O termo divisão do trabalho é encontrado em estudos oriundos de diversas áreas do conhecimento, como a economia, a sociologia, a antropologia, a história, a saúde, a educação, dentre outras, e tem sido utilizado com diversas variações. Em termos genéricos refere-se às diferentes formas que os seres humanos, ao viverem em sociedades históricas, produzem e reproduzem a vida. As variações encontradas no termo divisão do trabalho podem ser organizadas em quatro grupos, cada uma referindo-se a diferentes fenômenos sociais relativos às formas de produzir bens e serviços necessários à vida: 1) ‘divisão social do trabalho ou divisão do trabalho social’; 2) ‘divisão capitalista do trabalho, ou divisão parcelar ou pormenorizada do trabalho, ou divisão manufatureira do trabalho, ou divisão técnica do trabalho’; 3) ‘divisão sexual do trabalho’; 4) ‘divisão internacional do trabalho’.

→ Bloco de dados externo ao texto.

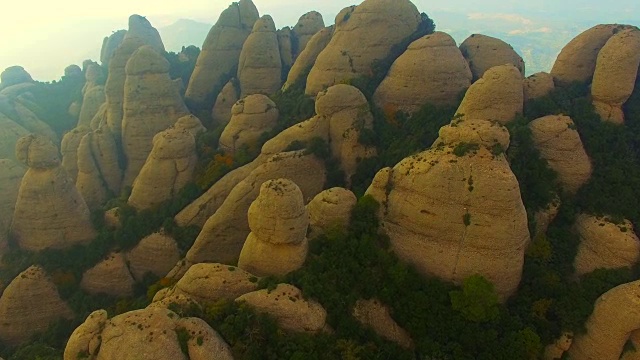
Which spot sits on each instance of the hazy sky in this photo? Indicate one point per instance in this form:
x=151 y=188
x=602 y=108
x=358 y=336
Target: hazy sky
x=42 y=35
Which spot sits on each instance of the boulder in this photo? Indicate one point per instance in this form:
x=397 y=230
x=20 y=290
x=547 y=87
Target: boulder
x=286 y=304
x=559 y=143
x=577 y=60
x=484 y=52
x=152 y=103
x=615 y=316
x=615 y=74
x=605 y=245
x=307 y=26
x=221 y=53
x=111 y=276
x=356 y=43
x=251 y=117
x=49 y=212
x=260 y=66
x=229 y=95
x=432 y=70
x=278 y=219
x=28 y=305
x=497 y=96
x=330 y=209
x=168 y=169
x=307 y=57
x=155 y=254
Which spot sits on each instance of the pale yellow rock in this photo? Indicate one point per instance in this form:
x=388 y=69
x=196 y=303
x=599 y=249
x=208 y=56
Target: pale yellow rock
x=224 y=233
x=559 y=143
x=152 y=103
x=28 y=305
x=221 y=112
x=69 y=150
x=250 y=118
x=286 y=304
x=168 y=169
x=577 y=60
x=538 y=85
x=111 y=276
x=49 y=212
x=497 y=96
x=374 y=314
x=330 y=209
x=615 y=74
x=605 y=245
x=220 y=53
x=356 y=43
x=484 y=52
x=307 y=57
x=260 y=66
x=615 y=316
x=307 y=26
x=432 y=70
x=155 y=254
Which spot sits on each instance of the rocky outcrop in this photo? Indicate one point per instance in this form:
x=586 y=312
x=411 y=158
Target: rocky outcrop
x=155 y=254
x=28 y=305
x=168 y=169
x=152 y=103
x=432 y=70
x=307 y=26
x=111 y=276
x=538 y=85
x=278 y=219
x=251 y=117
x=376 y=315
x=559 y=143
x=615 y=74
x=615 y=316
x=260 y=66
x=229 y=95
x=49 y=212
x=221 y=53
x=307 y=57
x=286 y=304
x=140 y=33
x=146 y=334
x=605 y=245
x=497 y=96
x=330 y=209
x=577 y=60
x=357 y=44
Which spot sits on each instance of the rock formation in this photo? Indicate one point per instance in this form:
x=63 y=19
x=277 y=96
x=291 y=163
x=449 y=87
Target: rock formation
x=49 y=212
x=155 y=254
x=605 y=245
x=307 y=26
x=559 y=143
x=615 y=74
x=260 y=66
x=615 y=316
x=497 y=96
x=221 y=113
x=152 y=103
x=356 y=43
x=28 y=305
x=220 y=53
x=432 y=70
x=111 y=276
x=277 y=244
x=577 y=60
x=329 y=209
x=308 y=56
x=250 y=118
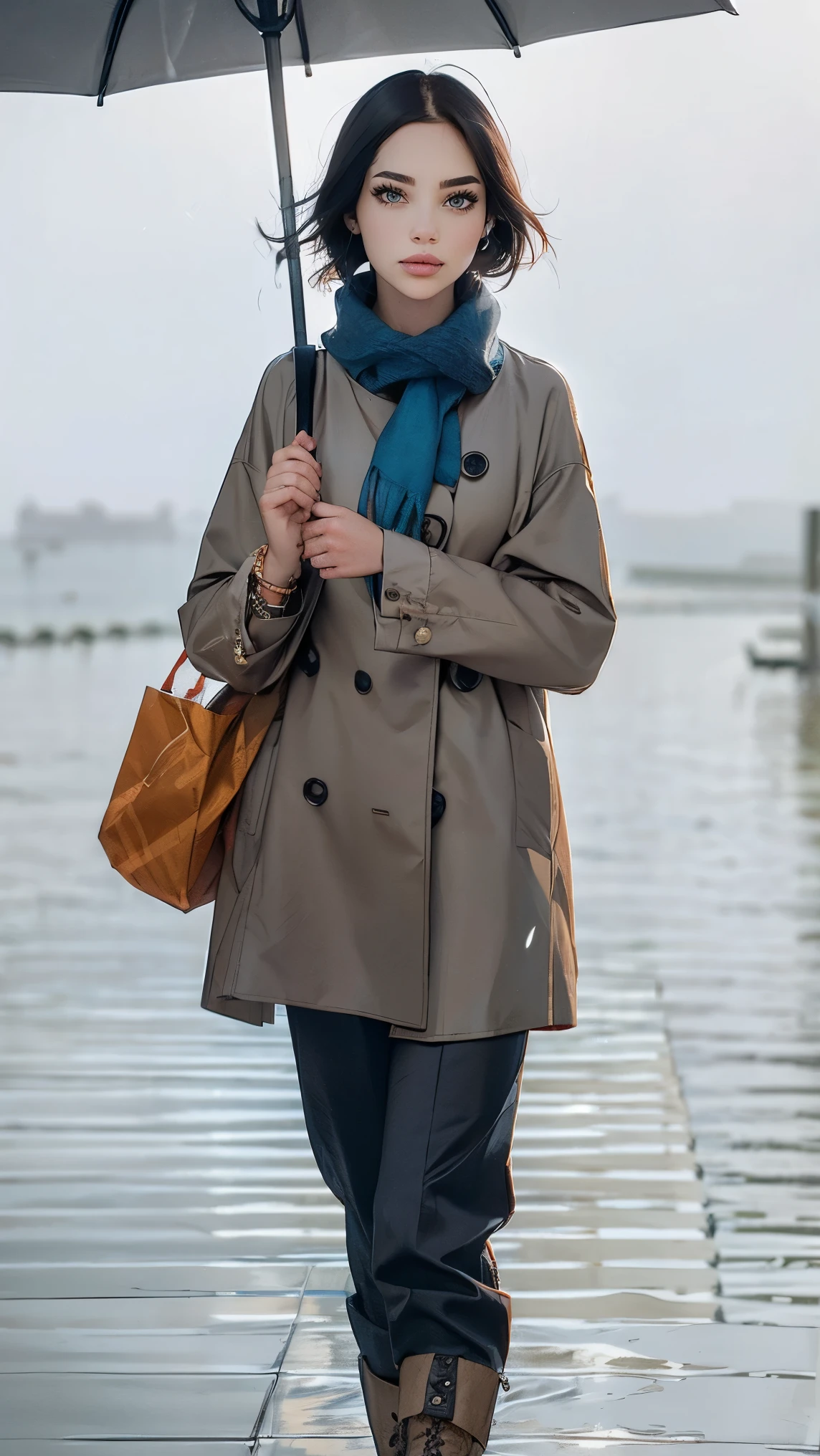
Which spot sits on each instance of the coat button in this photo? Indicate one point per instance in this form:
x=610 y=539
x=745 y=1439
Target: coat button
x=315 y=791
x=475 y=465
x=308 y=658
x=465 y=679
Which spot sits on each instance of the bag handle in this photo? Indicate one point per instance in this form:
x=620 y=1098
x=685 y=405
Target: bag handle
x=305 y=373
x=168 y=685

Divisão social do trabalho

A expressão ‘divisão social do trabalho’ tem sido usada no sentido cunhado por Karl Marx (1818-1883) e também referendada por autores como Braverman (1981) e Marglin (1980) para designar a especialização das atividades presentes em todas as sociedades complexas, independente dos produtos do trabalho circularem como mercadoria ou não. Designa a divisão do trabalho social em atividades produtivas, ou ramos de atividades necessárias para a reprodução da vida. Marx, em O Capital (1982), diz que a ‘divisão social do trabalho’ diz respeito ao caráter específico do trabalho humano. Um animal faz coisas de acordo com o padrão e necessidade da espécie a que pertence, enquanto a aranha é capaz de tecer e o urso de pescar, um indivíduo da espécie humana pode ser, “simultaneamente, te celão, pescador, construtor e mil outras coisas combinadas” (Braverman, 1981, p. 71). Essa capacidade de produzir diferentes coisas e até de inventar padrões diferentes dos animais não é possível ser exercida individualmente, mas a espécie como um todo acha possível fazer isso, em parte pela divisão do trabalho.

“A divisão social do trabalho é aparentemente inerente característica do trabalho humano tão logo ele se converte em trabalho social, isto é, trabalho executado na sociedade e através dela” (Braverman, 1981, p. 71-72). A produção da vida material e o aumento da população geram relação entre os homens e divisão do trabalho. Os vários estágios da divisão do trabalho correspondem às formas de propriedade da matéria, dos instrumentos e dos produtos do trabalho verificados em cada sociedade, nos diversos momentos históricos (Marx, 1982).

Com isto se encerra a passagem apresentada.